It was also because of what Zayn had said about his patron, but she wasn't going to reveal that.
"You're wrong," said Priyanka. "You're a danger because you know that we tried to usurp control of the Halls without the rest of the Cabal. If that gets back to them, the pair of us are finished."
Eldritch flame appeared on her twin daggers. As it was, the three of them didn't stand a chance. Echo was near death, Pi looked like she'd been stuck in a jungle cage for a week, and Aurie had recently been deceased. She wasn't going to win with force.
"Yet, I'm not worried," said Aurie, searching for a reason. When the words came to her lips, she almost felt like she was casting a spell. "Don't you wonder why Echo saved me? Why did Invictus create the wish in the first place? It wasn't for himself, or he would have saved himself when the Cabal killed him. I don't know why he saved me, but don't you think it was for a good reason? Wasn't he the greatest diviner the world had ever known? You know that his biggest fear was that magic would destroy the world. That was why he created the Hundred Halls. Kill me if you think you must, but know that you may be dooming yourself."
The ghostly flame on her blades went out as her arms dropped to her side.
Aurie wanted desperately to collapse onto the floor, but she called on the last of her reserves, spelled strength into her limbs, and lifted Echo's near-lifeless body from the floor. Pi struggled to her feet like a newborn foal.
"Get us to Golden Willow," said Aurie. "I know there's a Garden Network here."
Neither patron made a motion towards the other room.

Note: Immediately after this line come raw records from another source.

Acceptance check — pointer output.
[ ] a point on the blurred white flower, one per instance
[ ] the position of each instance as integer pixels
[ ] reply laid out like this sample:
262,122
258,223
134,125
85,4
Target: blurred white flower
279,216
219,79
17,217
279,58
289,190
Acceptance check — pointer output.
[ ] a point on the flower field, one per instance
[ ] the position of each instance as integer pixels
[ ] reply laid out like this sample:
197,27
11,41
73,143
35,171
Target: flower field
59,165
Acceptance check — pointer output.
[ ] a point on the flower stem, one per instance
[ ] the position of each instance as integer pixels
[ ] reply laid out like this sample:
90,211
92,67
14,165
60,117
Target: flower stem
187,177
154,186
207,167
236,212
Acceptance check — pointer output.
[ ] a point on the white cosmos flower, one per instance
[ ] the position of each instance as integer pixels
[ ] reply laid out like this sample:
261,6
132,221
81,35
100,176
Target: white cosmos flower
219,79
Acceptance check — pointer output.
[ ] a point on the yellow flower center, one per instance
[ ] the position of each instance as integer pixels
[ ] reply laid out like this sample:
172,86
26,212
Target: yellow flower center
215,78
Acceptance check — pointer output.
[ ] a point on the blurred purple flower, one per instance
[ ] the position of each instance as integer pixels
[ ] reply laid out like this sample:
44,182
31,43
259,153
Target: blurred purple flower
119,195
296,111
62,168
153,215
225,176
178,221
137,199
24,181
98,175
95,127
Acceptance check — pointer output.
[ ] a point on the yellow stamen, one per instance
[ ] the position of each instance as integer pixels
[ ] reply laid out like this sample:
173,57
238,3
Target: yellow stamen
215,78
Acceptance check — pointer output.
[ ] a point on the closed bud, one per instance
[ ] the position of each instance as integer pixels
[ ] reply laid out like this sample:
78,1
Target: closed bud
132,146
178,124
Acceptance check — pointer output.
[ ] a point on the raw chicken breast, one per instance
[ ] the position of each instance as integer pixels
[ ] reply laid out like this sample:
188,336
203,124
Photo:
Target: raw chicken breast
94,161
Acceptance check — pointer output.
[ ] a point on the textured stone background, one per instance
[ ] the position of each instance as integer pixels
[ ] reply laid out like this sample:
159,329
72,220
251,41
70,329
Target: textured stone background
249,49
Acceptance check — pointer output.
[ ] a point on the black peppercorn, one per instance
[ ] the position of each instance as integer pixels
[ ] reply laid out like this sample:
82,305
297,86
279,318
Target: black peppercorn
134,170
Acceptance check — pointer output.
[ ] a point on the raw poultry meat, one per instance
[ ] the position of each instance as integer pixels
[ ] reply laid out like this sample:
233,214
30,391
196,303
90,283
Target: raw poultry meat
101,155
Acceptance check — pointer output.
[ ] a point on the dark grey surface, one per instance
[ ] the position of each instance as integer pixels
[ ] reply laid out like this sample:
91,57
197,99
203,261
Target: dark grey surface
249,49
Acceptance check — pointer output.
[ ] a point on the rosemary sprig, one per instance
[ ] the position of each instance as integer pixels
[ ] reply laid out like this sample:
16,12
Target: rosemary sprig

"Don't worry," said Semyon, stepping into the room and giving Aurie a curious glance. It was clear by the look on his face that he'd thought she was dead. "I'll take you."
Aurie was confused until Pi mouthed a name: Zayn. He must have contacted Semyon. If Priyanka found out, he'd be dead.
"You got my message," said Aurie, hoping to throw the trail.
To his credit, Semyon nodded agreeably, not giving the truth away.
As Aurie carried Echo out of the room, Semyon spoke to the other two patrons.
"We are going to destroy ourselves, and the city with it, if we keep doing this," said Semyon.
Frank Orpheum frowned. "Would you rather Bannon Creed get control of the Halls? We might not be your first choice, but we're better than the others."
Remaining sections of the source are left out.